Gbudwe State was a state of South Sudan that existed between 2 October 2015 and 22 February 2020. It was created from Western Equatoria state. Tambura State was split from Gbudwe State on January 14, 2017. Gbudwe State was located in the Equatoria region. Gbudwe bordered the states of Lol, Maridi, Tambura, and Western Lakes, and also the province of Haut-Uélé in the Democratic Republic of the Congo and Haut-Mbomou in the Central African Republic. The state had a population of 364,272 in 2008.

History
Before the creation of the state, Gbudwe State was part of Western Equatoria. On 2 October 2015, President Salva Kiir issued a decree establishing 28 states in place of the 10 constitutionally established states. The decree established the new states largely along ethnic lines. A number of opposition parties and civil society groups challenged the constitutionality of the decree. Kiir later resolved to take it to parliament for approval as a constitutional amendment. In November the South Sudanese parliament empowered President Kiir to create new states.

Patrick Raphael was appointed Governor on 24 December 2015.

On 22 February 2020, a peace deal ending the South Sudanese Civil War reverted the 28 states back into the original 10 states. Gbudwe State has since been reincorporated into Western Equatoria.

Geography
Gbudwe State is located in the Equatoria region and the state bordered the states of Wau State to the north, Lol State to the northwest, Tonj State to the northeast, as well as the Congolese province of Haut-Uélé to the south, Maridi State to the east, the Central African region of Haut-Mbomou to the west, and Western Lakes State to the northeast.

Administrative divisions
After the original states split up, Gbudwe State broke down even further for a total of 13 counties in the state.
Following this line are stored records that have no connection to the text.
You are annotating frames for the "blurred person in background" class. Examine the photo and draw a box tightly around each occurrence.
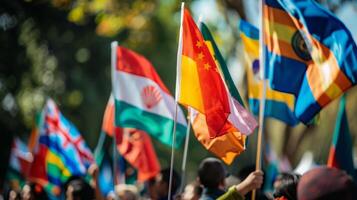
[155,168,181,200]
[181,181,203,200]
[273,173,301,200]
[65,177,96,200]
[115,184,139,200]
[198,157,263,200]
[21,183,48,200]
[297,166,357,200]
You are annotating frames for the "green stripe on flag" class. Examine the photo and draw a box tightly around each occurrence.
[115,100,186,148]
[200,22,245,107]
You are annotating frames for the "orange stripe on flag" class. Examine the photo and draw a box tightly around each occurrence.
[178,9,230,137]
[307,37,351,107]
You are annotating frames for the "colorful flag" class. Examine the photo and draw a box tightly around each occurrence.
[176,9,257,138]
[10,138,33,177]
[327,95,357,180]
[239,20,299,126]
[115,128,161,182]
[29,99,94,196]
[112,47,187,147]
[263,0,357,124]
[102,96,160,182]
[94,132,137,197]
[6,137,33,189]
[96,149,114,197]
[189,23,250,164]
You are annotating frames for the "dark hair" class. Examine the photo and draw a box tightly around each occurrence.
[66,177,95,200]
[198,158,227,189]
[160,168,181,194]
[273,173,301,200]
[25,182,48,200]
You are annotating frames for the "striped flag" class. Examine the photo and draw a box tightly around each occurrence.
[176,9,257,138]
[112,47,187,147]
[102,96,161,182]
[29,99,94,196]
[186,23,247,164]
[263,0,357,124]
[239,20,299,126]
[327,95,357,180]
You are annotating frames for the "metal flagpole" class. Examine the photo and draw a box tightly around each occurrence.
[111,41,119,200]
[180,114,191,193]
[252,0,267,200]
[168,2,185,200]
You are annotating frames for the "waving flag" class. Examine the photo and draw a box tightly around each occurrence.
[239,20,299,126]
[327,96,357,180]
[116,128,161,183]
[176,9,257,138]
[112,47,187,147]
[29,100,94,196]
[102,96,161,182]
[190,23,254,164]
[264,0,357,123]
[6,137,33,189]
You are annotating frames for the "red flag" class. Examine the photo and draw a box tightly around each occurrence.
[102,97,161,182]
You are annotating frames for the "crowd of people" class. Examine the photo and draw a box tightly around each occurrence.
[4,158,357,200]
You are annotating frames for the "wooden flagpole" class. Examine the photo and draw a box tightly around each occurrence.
[111,41,119,200]
[252,0,266,200]
[168,2,185,200]
[180,114,191,193]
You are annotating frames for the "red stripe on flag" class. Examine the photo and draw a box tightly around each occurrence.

The 13 counties are part of the 180 counties in South Sudan. Also, each county receives a county commissioner. The 13 counties are consisted of the following:

 Former Nzara County:
 Basukangbi
 Nzara
 Sakure
 Former Ezo County:
 Ezo
 Naandi
 Former Nagero County:
 Nagero
 Former Tombura County:
 Mopoi
 Ri-Yubu
 Tombura
 Former Yambio County:
 Bangazagino
 Bangasu
 Yambio

Towns and cities
The capital of Gbudwe State was Yambio, located in Yambio County. The city had an estimated population of around 31,700 in 2011. Other towns and villages in the state include Ezo, Nzara, and Tombura.